Wie weiter mit den kantonalen St.Galler Spitälern, die an der Last zu zerbrechen drohen, die man ihnen mit Baukrediten an den Hals gehängt hat? Es ist einfacher als angenommen. Der Kanton kann sie in Kürze von dieser Last befreien. Die rechtlichen Grundlagen dafür gibt es.
Kredite von 800 Millionen Franken für Erneuerungen der Spitäler, durch diese rückzahlbar: Das ist es, was die Spitallandschaft des Kantons St.Gallen in Schieflage gebracht hat. Die Belastung dadurch ist viel höher, als die Spitäler es jemals stemmen können. Und das Ganze basierend auf einem Volksentscheid, bei dem vieles zumindest zweifelhaft lief.

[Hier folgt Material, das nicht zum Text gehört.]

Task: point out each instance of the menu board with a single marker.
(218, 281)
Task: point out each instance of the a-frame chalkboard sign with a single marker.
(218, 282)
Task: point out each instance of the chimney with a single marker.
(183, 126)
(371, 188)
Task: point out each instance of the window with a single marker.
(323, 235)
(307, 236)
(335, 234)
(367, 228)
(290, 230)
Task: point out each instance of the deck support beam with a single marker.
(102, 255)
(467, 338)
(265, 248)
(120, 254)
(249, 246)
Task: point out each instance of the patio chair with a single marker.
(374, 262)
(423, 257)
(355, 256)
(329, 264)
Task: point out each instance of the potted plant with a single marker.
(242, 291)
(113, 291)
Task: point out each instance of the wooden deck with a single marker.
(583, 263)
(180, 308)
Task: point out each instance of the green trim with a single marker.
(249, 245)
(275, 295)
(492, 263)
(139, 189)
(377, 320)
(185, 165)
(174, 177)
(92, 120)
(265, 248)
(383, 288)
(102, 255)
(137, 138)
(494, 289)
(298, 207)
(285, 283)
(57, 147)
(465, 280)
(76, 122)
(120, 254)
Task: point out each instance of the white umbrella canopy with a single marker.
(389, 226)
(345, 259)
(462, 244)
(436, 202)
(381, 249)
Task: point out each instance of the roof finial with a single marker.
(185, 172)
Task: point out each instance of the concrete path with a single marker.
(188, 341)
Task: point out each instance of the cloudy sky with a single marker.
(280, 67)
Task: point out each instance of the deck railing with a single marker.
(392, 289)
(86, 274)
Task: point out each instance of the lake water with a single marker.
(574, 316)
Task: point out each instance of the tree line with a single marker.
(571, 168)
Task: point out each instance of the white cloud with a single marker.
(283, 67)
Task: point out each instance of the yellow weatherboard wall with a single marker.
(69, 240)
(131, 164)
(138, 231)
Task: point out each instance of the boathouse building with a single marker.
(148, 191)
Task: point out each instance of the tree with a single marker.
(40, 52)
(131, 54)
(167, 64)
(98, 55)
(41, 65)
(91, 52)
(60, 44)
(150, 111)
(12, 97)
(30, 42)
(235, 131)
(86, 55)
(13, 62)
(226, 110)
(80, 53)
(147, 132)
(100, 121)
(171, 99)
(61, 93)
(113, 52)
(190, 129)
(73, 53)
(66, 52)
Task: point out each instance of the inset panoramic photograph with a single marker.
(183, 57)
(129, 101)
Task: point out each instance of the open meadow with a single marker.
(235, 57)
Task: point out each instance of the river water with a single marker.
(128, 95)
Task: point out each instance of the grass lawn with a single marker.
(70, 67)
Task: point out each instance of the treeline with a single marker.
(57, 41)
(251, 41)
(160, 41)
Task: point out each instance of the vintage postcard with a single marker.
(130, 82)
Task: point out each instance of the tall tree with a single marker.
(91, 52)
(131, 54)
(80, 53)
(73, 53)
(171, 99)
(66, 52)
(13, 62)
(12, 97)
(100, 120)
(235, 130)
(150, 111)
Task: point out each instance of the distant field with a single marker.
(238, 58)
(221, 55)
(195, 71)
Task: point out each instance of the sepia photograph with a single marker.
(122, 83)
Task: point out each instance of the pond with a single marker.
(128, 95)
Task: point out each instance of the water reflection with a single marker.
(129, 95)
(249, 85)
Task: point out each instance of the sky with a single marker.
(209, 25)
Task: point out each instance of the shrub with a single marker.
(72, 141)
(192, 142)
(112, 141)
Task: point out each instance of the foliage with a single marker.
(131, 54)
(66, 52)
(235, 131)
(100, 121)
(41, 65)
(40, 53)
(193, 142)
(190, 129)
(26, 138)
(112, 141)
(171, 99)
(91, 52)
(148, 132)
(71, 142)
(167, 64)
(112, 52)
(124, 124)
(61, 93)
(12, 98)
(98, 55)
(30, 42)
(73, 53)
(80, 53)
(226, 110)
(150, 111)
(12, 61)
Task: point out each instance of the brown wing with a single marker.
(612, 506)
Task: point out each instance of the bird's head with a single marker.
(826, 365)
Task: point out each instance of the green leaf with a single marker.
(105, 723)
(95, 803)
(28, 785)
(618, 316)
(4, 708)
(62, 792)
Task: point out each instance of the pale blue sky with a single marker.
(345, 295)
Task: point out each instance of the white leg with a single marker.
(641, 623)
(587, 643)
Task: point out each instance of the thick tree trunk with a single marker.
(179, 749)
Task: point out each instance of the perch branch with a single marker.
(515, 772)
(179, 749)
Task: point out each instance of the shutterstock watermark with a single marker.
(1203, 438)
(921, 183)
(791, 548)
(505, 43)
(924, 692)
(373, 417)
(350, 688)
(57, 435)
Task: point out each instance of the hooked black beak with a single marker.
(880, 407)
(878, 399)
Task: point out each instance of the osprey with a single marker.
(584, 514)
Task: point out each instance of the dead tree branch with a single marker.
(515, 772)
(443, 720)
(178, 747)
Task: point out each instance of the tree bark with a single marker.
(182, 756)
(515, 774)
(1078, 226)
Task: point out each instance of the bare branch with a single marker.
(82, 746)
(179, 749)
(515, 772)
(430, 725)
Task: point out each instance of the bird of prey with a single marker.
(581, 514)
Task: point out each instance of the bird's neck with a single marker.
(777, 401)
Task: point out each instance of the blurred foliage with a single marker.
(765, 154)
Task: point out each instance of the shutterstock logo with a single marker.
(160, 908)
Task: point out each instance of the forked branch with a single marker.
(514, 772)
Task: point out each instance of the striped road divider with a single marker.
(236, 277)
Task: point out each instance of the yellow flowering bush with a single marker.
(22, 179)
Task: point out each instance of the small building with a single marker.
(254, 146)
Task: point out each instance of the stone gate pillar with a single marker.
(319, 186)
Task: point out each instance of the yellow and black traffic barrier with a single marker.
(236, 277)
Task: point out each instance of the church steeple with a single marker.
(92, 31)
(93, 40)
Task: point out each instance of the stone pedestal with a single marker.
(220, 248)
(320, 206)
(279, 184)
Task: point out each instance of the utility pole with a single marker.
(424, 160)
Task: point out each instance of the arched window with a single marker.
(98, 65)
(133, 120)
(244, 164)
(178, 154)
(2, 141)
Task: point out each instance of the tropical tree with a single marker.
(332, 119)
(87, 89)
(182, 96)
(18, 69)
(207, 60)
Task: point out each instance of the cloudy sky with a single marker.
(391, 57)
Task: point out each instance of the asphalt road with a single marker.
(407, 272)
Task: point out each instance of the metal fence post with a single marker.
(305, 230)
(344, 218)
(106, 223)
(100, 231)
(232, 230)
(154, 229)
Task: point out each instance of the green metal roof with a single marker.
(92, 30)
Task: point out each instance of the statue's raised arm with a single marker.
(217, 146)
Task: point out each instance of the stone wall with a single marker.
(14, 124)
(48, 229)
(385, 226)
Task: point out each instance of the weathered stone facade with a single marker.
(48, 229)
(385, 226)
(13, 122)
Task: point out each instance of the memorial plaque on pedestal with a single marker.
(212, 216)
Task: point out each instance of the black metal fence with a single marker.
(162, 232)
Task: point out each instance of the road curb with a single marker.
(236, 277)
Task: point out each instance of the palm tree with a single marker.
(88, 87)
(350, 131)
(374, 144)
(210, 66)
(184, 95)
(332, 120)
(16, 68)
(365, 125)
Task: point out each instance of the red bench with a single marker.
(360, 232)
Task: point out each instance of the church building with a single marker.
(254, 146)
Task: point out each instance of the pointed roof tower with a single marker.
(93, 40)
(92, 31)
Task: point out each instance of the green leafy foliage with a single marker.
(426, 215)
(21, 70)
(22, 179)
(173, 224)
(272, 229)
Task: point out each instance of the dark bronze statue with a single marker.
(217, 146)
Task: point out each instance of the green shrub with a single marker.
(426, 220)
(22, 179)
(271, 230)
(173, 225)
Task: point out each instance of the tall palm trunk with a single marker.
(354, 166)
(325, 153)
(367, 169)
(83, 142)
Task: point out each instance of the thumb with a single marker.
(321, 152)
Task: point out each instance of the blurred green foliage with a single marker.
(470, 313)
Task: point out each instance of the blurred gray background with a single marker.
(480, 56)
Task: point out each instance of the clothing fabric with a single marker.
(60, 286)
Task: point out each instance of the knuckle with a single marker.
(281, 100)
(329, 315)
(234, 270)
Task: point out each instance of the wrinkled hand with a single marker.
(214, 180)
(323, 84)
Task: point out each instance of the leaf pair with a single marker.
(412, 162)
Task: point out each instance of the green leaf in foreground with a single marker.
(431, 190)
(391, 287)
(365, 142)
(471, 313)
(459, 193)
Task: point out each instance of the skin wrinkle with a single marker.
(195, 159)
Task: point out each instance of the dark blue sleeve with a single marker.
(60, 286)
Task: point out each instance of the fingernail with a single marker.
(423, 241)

Unabhängig davon, wie die künftige Spitalstrategie des Kantons aussieht, kann diese tonnenschwere Last ohne Verzug von den Schultern der Spitäler verschwinden. Das zeigt ein Papier der Abteilung «Recht und Legistik» der St.Galler Staatskanzlei vom 29. Mai 2019.
In dem 20-seitigen Dokument geht es um das Thema «Rechtliche Rahmenbedingungen für die Finanzierung der Spitalverbunde durch den Kanton». Der wirklich interessante Teil ist auf der vorletzten Seite zu finden. Die Autoren kommen dort zu folgendem Schluss:
«Durch eine Anpassung von Ziff. 5 KRB Übertragung könnten daher auch die Modalitäten für die Ausrichtung der Baudarlehen angepasst werden. So könnte sowohl die Verzinsung angepasst oder gestrichen als auch auf die Rückzahlung sämtlicher Darlehen oder von Darlehenstranchen verzichtet werden.»
Das Juristendeutsch vereinfacht heisst das nichts anderes, als dass die Baudarlehen an die Spitäler ersatzlos verschwinden könnten. Alles, was es dafür braucht, ist der politische Wille. Der Kanton würde dann die gesamten Ausgaben auf sich nehmen, die Spitäler wären entlastet. Stand heute zahlen diese Spitäler viel Geld an den Kanton zurück und müssen gleichzeitig früher oder später mit Notkrediten des Kantons ausgestattet werden, damit sie den Betrieb aufrecht erhalten können.
Nun gehen die Baukredite allerdings auf eine Volksabstimmung vom November 2014 zurück, das Volk hat sie also abgesegnet. Kann der Kanton nun hingehen und die Modalitäten der damaligen Darlehen einfach im Nachhinein verändern?
Ja, er kann. Denn die damaligen Beschlüsse enthielten keine Vorbehalte in Bezug auf die Abgeltung der Kredite. Es ging nur darum, ob die Kredite gesprochen werden sollen oder nicht, die Art der Rückzahlung war dabei kein verbindliches Element. Mit anderen Worten: Der Volkswille wird nicht tangiert, wenn der Kanton die Rückzahlung der Darlehen reduziert oder gleich ganz darauf verzichtet. Er kann das einfach tun.
Nur eine Einschränkung gibt es. Die noble Geste des Kantons würde bei diesem zu einem Verzicht auf eigentlich geplante Einnahmen führen. Denn immerhin hat St.Gallen damit gerechnet, dass die Darlehen zurückgezahlt werden. Diesen Einnahmeausfall könnte man auch als finanzielle Ausgabe deuten, die allenfalls einem Referendum unterstehen würde. Das heisst, das Volk müsste dann über den Verzicht auf die Rückzahlung der Darlehen abstimmen.
Allerdings kommt die Staatskanzlei hier noch nicht zu einem verbindlichen Urteil, sie schreibt, «es wäre zu prüfen, ob dieser Einnahmenverzicht einer referendumspflichtigen Ausgabe gleichzustellen» wäre. Und möglicherweise wäre es sogar nur das fakultative Referendum. Wird dieses nicht ergriffen, träte die Regelung in Kraft. Doch selbst bei einem Referendum: Würde das Stimmvolk seinen Spitälern diese Entlastung versagen?
Der Ausweg aus der Misere könnte also ein ziemlich einfacher sein: Der Kanton verzichtet darauf, das Geld bei den Spitälern einzutreiben. Das wäre ohne Frage eine zusätzliche Belastung für die Kantonskasse. Diese kann sie aber mit Sicherheit besser tragen als die Spitäler.
Stefan Millius (*1972) ist freischaffender Journalist.